Okay… amongst all the reasons to NOT solder, “dangerous because it gets hot” has to be about the lamest one out there. I guess I shouldn’t pre-suppose the experience on your team, but most of my students knew what “Hot!” meant. ::safety::
The trick to getting a good solder joint on thick wire is to use a butane torch or other high-powered heater. Most soldering irons don’t stand a chance because the copper wire can wick the heat away as quickly as they can put it in.
And while I agree with most of the arguments on why one should not crimp AND solder, I’ll suggest that those considerations primarily come into play over an extended period of time. The primary risk to an FRC robot, from my point of view, was that an improperly crimped connection would come loose, not that a crimped and soldered connection would fatigue.
So in lieu of an excellent crimp, I suggest there is little wrong with adding some solder in an FRC application.

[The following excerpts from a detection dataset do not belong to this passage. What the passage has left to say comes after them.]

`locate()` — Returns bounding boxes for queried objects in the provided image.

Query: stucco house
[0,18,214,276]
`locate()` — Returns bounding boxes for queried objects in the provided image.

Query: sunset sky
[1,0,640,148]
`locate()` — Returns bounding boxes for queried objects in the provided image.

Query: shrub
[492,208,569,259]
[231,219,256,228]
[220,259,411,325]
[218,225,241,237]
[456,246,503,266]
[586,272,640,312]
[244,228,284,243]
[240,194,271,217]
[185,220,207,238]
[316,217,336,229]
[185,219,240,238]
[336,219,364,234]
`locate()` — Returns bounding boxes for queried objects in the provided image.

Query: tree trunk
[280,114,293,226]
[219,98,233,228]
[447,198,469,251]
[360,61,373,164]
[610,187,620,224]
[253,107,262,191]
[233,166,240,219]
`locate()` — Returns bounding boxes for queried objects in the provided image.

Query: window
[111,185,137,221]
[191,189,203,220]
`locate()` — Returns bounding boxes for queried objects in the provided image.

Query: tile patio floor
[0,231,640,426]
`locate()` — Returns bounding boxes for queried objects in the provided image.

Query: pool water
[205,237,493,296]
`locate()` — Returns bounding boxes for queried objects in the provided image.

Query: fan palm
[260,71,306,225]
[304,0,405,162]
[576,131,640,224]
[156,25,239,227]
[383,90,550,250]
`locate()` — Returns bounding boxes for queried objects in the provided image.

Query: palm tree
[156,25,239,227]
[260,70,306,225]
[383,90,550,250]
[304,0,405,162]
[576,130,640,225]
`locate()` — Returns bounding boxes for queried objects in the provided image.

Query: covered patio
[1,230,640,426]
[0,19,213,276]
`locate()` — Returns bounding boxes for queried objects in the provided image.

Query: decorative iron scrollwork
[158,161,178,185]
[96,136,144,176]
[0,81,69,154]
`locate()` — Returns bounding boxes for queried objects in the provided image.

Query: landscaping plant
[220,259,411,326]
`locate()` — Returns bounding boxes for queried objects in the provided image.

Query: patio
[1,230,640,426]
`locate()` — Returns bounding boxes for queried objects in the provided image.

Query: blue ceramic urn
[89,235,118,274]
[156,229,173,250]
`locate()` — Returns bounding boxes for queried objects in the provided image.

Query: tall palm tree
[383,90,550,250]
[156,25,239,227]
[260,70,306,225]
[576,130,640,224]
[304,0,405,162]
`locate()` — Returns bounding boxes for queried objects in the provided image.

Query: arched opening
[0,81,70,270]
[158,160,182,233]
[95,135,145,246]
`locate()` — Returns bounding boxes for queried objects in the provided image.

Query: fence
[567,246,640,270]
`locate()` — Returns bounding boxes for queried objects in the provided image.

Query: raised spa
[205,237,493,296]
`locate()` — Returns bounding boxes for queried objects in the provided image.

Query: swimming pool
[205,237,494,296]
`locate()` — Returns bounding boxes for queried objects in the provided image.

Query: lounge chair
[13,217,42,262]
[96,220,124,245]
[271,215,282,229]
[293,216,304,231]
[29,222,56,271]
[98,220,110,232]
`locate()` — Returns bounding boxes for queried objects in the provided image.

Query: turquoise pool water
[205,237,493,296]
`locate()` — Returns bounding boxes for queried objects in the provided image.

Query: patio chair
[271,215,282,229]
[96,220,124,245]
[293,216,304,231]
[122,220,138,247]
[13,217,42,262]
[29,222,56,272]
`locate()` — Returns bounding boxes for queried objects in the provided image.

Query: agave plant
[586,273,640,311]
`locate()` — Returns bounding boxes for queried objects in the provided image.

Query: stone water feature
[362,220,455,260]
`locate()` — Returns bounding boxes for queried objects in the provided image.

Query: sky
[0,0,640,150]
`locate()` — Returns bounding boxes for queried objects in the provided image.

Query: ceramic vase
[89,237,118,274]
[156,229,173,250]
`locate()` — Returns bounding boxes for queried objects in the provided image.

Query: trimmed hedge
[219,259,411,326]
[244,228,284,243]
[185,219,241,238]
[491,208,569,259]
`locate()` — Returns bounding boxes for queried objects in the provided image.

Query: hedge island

Consider the battery connections. They typically get used for multiple seasons, and they get a lot of flexing. I have seen at least a dozen cases where the wires broke at the entrance to the crimp, and the vast majority of them were obviously due to having been soldered and destroying the wires’ flexibility. (The others were apparently from someone having intentionally bent the wires hard to make things fit, instead of putting the battery in the proper orientation or assembling the lugs to point in the desired direction in the first place.)
While a good crimp should not come loose, soldering removes all doubt. However, a soldered connection must be a good mechanical connection first. We use the corner of a vise to make the crimp. (See one of my many posts on the subject) We follow up with solder but our students are taught how to add just enough solder to make the connection reliable but not so much that solder wicks outside of the terminal. Yes, this is a belt and suspenders operation but we lost a Championship to Beatty because a crimp pulled out. While I see hundreds of poor crimps every year, I rarely see a poor solder job.
I don’t usually notice badly soldered battery terminals when inspecting robots either. They’re usually well hidden by heat shrink or electrical tape. It’s only after a robot fails on the field and I get called in to help troubleshoot that I find them, and typically after looking for them specifically.
We have been using the same crimp tool from Mcmaster and it has been working fantastically. We crimp it with that tool and then test the connection to make sure it is mechanically sound. Afterwards we hold it in a vice and flow soldering into the connection with a butane torch. Then some heat shrink to keep it clean and protected.
Unless you were hanging entirely from the crimp (feet off of the ground) your full body weight was not applied to it.
Good idea. A 6AWG crimp should be able to support up to 300lbs.
I know I sound like a bit of a nit, but 6AWG crimps literally power your entire robot, any small flaws in the termination will have a negative effect on every mechanism and system in your robot. Test properly to make sure you’re doing it well!
In the preseason I tested small gauge wire crimps, with good success. We just got our 6awg crimper on Saturday… so some testing should be in order before the final 6awg wiring is done on the robot. Perhaps tonight.